I termini di conservazione delle immagini
A seguito del provvedimento dell’8 aprile 2010 la conservazione delle immagini acquisite mediante l´impianto di videosorveglianza è stata prefissata a 24 ore, salvo speciali esigenze di ulteriore conservazione in relazione ad indagini di polizia e giudiziari.
Tuttavia per attività che sono state definite “particolarmente rischiose” i tempi di conservazione sono più ampi, ma è fatto divieto di superare i 7 giorni. Solo su istanza di parte, il Garante della Privacy, verificato quanto richiesto e le condizioni di fatto, potrà concedere un periodo di conservazione più ampio.
In concreto la maggior parte dei casi rientrano nella previsione delle 24 ore. Tale periodo, di fatto, si rivela insufficiente e vanifica in realtà la scelta di utilizzare questo sistema di sorveglianza là dove non sia possibile presidiare continuativamente il luogo da tutelare o non sia possibile rilevare immediatamente un reato.
In particolare si pensi ad un caso di furto: tale evento può essere rilevato anche dopo alcuni giorni e non nelle 24 ore successive all’evento. Altra problematica che sorge in merito alla breve durata di conservazione è senza dubbio legata al diritto di accesso dell’interessato oggetto della ripresa, previsto dall’art. 7 del codice privacy.
Quest’ultimo in qualsiasi momento può fare richiesta di accesso ai propri dati, ma si vedrà negare la richiesta nel caso sia trascorso il lasso di tempo sopra indicato. La situazione appare del tutto illogica nei casi reati quali aggressione: con la sovra registrazione delle immagini si perderà una prova o addirittura l’unico mezzo per individuare l’aggressore.
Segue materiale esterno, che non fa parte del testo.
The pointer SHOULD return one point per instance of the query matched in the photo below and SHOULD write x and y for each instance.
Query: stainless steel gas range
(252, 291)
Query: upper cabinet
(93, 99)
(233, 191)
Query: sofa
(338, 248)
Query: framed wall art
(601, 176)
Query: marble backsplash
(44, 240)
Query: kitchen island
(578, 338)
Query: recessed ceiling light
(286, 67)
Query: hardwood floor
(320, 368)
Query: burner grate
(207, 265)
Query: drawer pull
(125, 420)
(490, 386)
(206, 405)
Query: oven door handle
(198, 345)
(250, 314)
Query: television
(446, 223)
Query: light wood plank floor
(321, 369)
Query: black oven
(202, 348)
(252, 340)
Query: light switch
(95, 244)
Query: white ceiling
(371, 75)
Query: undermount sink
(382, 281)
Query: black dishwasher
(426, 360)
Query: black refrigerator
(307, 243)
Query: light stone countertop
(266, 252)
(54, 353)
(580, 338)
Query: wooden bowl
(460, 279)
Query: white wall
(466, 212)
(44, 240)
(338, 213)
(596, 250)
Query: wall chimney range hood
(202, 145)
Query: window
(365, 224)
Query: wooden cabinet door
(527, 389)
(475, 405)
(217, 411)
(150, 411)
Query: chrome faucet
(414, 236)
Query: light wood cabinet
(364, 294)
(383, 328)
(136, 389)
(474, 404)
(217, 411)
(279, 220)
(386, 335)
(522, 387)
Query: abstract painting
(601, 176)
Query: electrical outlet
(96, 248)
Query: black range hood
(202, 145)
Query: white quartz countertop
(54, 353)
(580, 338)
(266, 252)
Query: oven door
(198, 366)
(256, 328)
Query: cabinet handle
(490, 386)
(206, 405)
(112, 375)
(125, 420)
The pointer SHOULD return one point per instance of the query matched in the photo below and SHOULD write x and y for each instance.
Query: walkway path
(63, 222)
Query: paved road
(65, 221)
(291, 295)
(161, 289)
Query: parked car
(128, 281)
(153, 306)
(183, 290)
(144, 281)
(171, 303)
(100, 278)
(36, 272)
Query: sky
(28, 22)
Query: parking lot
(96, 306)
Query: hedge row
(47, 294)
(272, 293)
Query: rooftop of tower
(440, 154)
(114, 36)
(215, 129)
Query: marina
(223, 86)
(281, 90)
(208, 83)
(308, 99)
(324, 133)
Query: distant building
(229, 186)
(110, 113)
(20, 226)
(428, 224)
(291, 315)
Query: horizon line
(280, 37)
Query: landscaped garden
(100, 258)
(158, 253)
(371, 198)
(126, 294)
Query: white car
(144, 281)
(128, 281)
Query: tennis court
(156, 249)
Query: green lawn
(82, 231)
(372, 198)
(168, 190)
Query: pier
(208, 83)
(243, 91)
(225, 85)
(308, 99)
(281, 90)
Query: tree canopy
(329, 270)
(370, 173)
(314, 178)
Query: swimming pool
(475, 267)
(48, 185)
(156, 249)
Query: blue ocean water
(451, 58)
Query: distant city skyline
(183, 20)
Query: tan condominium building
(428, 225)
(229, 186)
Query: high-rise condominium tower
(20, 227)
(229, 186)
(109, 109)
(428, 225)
Molte volte, infatti, il soggetto aggredito procedere subito dopo l’evento alla denuncia presso le Autorità e non a fare la richiesta di accesso. Come ben si comprende, alla fine questa situazione porta i titolari dell’impianto di videosorveglianza a mantenere oltre i limiti concessi le medesime immagini. Sebbene ciò non sia lecito, dall’altro rileva un’incoerenza normativa di fondo, e una discrasia tra realtà (le effettive esigenze dei soggetti) e legge.